After two years at The New Yorker, Updike and his wife had another child, and they decided to leave the city for a 17th-century house in the small town of Ipswich, Massachusetts. He wrote: "The decade was the sixties, my wife and I were youngish, and the house suited us just fine. [...] A previous owner had put a pipe and a pole in a small upstairs room to make a walk-in closet; fair weather or foul, I would hike from our bedroom to my clothes every morning. I find I have no memory at all of where my wife kept hers. Perhaps, it being the sixties, she only needed a miniskirt and a lumberjack shirt. Our children, four of them, slept in four little rooms in a row above the long kitchen, which for a time had been two kitchens, a partition intervening. There had been only two children when we moved in, and if there had been six little rooms, we might have felt obliged to fill them up."

By 1959, Updike was just five years out of Harvard, but already he had published more than a hundred pieces in The New Yorker and finished three books: a novel, The Poorhouse Fair (1959); a book of poetry, The Carpentered Hen (1958); and a book of stories, The Same Door (1959). That same year, he began the novel Rabbit, Run (1960), which he followed with the sequels Rabbit Redux (1971), Rabbit is Rich (1981), and Rabbit at Rest (1990). Those novels, the best-known of his books, tell the life story of Harry Angstrom, nicknamed "Rabbit," a former high school basketball star living in suburban Pennsylvania. Updike said: "I could observe, looking around me at American society in 1959, a number of scared and dodgy men — and I felt a certain fright and dodginess within myself. This kind of man who won't hold still, who won't make a commitment, who won't quite pull his load in society, became Harry Angstrom. [...] He accumulated characteristics — even his nickname, ‘Rabbit.' Rabbits are dodgy, rabbits are sexy, rabbits are nervous, rabbits like grass and vegetables."

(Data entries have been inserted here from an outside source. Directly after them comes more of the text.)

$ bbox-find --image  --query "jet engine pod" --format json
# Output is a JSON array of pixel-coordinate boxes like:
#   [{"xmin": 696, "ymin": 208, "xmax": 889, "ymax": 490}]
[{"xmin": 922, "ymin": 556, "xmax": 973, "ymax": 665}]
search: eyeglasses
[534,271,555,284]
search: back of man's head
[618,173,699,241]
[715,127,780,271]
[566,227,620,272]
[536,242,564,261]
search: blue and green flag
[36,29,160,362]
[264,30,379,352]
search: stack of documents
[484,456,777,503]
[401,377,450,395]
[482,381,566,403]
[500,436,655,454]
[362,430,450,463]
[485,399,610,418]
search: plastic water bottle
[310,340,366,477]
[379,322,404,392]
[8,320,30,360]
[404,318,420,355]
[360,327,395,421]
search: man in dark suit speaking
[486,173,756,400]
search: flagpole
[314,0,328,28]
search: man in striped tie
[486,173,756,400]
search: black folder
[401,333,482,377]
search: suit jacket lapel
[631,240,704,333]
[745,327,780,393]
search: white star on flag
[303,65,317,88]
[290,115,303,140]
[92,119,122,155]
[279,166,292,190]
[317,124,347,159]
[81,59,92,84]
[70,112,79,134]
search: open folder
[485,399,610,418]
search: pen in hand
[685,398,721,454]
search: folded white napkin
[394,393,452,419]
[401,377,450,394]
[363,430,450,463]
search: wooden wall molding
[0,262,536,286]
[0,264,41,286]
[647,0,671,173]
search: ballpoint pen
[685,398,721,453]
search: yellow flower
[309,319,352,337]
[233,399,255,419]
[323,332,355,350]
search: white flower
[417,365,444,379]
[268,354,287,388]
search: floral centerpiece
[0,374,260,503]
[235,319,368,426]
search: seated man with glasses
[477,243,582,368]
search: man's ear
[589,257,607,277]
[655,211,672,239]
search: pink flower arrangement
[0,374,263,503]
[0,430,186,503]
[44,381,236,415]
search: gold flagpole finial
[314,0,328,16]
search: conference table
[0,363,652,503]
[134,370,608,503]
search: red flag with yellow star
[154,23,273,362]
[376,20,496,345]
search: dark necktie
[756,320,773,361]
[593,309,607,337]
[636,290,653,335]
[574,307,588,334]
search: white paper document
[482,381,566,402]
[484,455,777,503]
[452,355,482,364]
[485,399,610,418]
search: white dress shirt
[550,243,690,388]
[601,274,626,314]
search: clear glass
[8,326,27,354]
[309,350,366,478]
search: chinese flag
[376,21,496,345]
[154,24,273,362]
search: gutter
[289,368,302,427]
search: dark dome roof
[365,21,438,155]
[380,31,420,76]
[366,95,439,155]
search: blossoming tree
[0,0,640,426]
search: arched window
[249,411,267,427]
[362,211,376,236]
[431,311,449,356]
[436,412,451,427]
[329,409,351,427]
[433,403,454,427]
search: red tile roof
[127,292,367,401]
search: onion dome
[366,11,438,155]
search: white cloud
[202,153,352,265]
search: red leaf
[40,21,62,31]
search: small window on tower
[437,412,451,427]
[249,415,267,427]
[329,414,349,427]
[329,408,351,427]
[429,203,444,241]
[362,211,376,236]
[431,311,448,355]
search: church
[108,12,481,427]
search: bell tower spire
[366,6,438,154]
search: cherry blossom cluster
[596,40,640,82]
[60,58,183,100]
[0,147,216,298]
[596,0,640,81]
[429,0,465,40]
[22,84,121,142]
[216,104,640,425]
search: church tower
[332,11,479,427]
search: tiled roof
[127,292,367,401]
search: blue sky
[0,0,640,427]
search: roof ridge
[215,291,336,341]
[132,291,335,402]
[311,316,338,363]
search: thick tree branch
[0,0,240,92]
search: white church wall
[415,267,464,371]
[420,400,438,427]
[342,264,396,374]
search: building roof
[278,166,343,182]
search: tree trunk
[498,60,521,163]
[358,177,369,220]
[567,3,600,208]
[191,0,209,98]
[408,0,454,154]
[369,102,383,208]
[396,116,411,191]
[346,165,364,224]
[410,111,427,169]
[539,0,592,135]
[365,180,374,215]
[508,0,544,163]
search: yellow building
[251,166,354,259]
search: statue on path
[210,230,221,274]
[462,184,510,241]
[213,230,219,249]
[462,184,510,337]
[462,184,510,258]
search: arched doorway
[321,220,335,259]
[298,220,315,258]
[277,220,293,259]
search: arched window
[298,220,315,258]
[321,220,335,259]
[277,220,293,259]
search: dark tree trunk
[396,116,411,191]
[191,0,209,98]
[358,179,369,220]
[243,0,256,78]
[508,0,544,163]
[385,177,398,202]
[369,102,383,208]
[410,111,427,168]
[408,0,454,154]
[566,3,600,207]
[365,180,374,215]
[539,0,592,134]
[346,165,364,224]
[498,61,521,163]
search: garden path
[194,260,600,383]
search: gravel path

Updike wrote more than 50 books, including 22 novels. His books include Couples (1968), Too Far to Go (1979), The Witches of Eastwick (1984), In the Beauty of the Lilies (1996), and Terrorist (2006).

He said, "No amount of learned skills can substitute for the feeling of having a lot to say, of bringing news. Memories, impressions, and emotions from your first 20 years on earth are most writers' main material; little that comes afterward is quite so rich and resonant. By the age of 40, you have probably mined the purest veins of this precious lode; after that, continued creativity is a matter of sifting the leavings."